От Голливуда до Белого дома | страница 47
Да с радостью. Я всегда мечтал о Голливуде, как и добрая половина молодежи Италии. Думаю, что притягательность голливудского гламура была для нас сильнее, чем для самих американцев.
«Отлично, тогда я приглашу тебя в свою следующую картину», — сказал он.
И он это сделал. (Кстати, его обязательность сыграла со мной злую шутку, когда я действительно оказался в Голливуде. Если мне говорили «мы вам перезвоним», я всегда верил и ждал. Но в тот, первый раз дело происходило в Италии, а не в Голливуде.) О чем был фильм, я не знаю, потому что никогда не читал сценарий целиком, только отдельные сцены. Во всех производственно-технических цехах царила полная неразбериха, особенно в костюмерных. Я пытался выудить хоть какую-то информацию у Лаурино, но он отвечал только «посмотрим, посмотрим».

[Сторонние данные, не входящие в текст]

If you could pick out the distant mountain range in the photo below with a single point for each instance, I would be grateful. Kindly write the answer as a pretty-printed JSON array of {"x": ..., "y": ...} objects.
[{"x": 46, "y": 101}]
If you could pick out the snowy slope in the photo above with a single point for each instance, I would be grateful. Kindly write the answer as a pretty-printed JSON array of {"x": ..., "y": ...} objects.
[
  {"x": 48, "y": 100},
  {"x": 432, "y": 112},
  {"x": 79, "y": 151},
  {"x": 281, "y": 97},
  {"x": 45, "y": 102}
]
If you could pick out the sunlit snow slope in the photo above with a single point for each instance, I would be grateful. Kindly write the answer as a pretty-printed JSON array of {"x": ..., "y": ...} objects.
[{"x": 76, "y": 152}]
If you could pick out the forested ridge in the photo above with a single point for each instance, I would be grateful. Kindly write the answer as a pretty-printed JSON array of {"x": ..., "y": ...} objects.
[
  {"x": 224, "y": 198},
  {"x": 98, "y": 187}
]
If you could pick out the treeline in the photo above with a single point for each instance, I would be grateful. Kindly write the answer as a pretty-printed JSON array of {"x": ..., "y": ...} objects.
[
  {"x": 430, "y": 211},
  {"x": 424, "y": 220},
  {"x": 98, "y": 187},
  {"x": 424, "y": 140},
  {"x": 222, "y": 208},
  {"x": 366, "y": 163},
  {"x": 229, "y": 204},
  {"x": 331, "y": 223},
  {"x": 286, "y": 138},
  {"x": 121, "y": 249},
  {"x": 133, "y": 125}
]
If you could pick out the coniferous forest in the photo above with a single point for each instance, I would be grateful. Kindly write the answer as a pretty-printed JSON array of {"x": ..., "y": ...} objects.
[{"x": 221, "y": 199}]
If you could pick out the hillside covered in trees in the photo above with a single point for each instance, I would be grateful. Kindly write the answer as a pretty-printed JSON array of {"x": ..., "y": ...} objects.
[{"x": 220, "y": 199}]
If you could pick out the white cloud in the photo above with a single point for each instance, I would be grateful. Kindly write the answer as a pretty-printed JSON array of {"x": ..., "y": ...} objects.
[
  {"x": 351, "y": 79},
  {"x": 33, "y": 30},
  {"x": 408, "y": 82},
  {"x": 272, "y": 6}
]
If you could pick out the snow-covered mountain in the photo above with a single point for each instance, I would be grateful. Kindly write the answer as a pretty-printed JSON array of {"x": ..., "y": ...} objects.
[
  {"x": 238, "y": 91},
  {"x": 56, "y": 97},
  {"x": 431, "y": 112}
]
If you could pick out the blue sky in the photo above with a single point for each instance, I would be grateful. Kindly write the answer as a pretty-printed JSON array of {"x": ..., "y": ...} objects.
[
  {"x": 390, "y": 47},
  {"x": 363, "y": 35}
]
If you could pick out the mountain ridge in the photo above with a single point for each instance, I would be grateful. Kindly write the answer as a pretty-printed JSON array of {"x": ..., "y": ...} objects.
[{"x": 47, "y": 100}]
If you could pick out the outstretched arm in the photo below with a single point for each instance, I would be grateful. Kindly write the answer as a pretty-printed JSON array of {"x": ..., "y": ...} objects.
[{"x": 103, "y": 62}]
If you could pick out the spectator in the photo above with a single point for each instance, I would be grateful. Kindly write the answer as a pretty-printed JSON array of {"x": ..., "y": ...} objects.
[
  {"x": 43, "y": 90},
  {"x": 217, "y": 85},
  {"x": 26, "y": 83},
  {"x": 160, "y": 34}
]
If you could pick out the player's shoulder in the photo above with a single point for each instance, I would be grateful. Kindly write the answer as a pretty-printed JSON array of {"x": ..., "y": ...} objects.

С таким стилем работы беды было не миновать, и она пришла накануне съемок большой сцены бала. «Ну, где костюмы?» — спросил режиссер.
«Какие костюмы?»
«Сорок платьев для сцены бала».
«Но мне никто ничего не говорил».
«Говорили, говорили, ты сам это знаешь!» — закричал Лаурино.
«Меня ваши оправдания не интересуют, — сказал режиссер. — Завтра съемка».
Мы с Лаурино взяли студийную машину и объехали практически все магазины тканей, скупая бархат и атлас рулонами, сотнями ярдов. Кроме того, мы запаслись огромным количеством булавок. В костюмерной мы нашли старую опытную портниху и работали всю ночь, драпируя ткани. Портниха выполняла мои указания, а Лаурино стоял на коленях с булавками во рту. Все платья мы сделали одного фасона, задрапировав их, как сари, а держались они на булавках. (Хорошо, что в сцене бала никто не танцевал и ни у кого не было при себе магнита.)
«Ну вот, я же знал, что все у вас получится», — сказал режиссер.
Лаурино навсегда запомнил этот случай. Годы спустя я встречал его в Европе, и он неизменно спрашивал меня: «А помнишь сцену бала?»
Между тем начали разворачиваться события, которые в конечном счете привели к моему отъезду в Америку. Италия становилась малоприятным местом для джентльменов и дизайнеров. Мы вели войну в Африке, Муссолини все больше страдал от мании величия, и в стране началась кампания по искоренению любого иностранного влияния в культуре. Например, американскую музыку называли «африканской» и «вырожденческой». Ночная жизнь не поощрялась, потому что итальянский патриот должен проводить ночи дома и делать детей. Даже смокинг приобрел статус одежды антифашистской и антиримской (возрождение былой славы Рима было маниакальной мечтой фашистов), так что носить его считалось непатриотичным.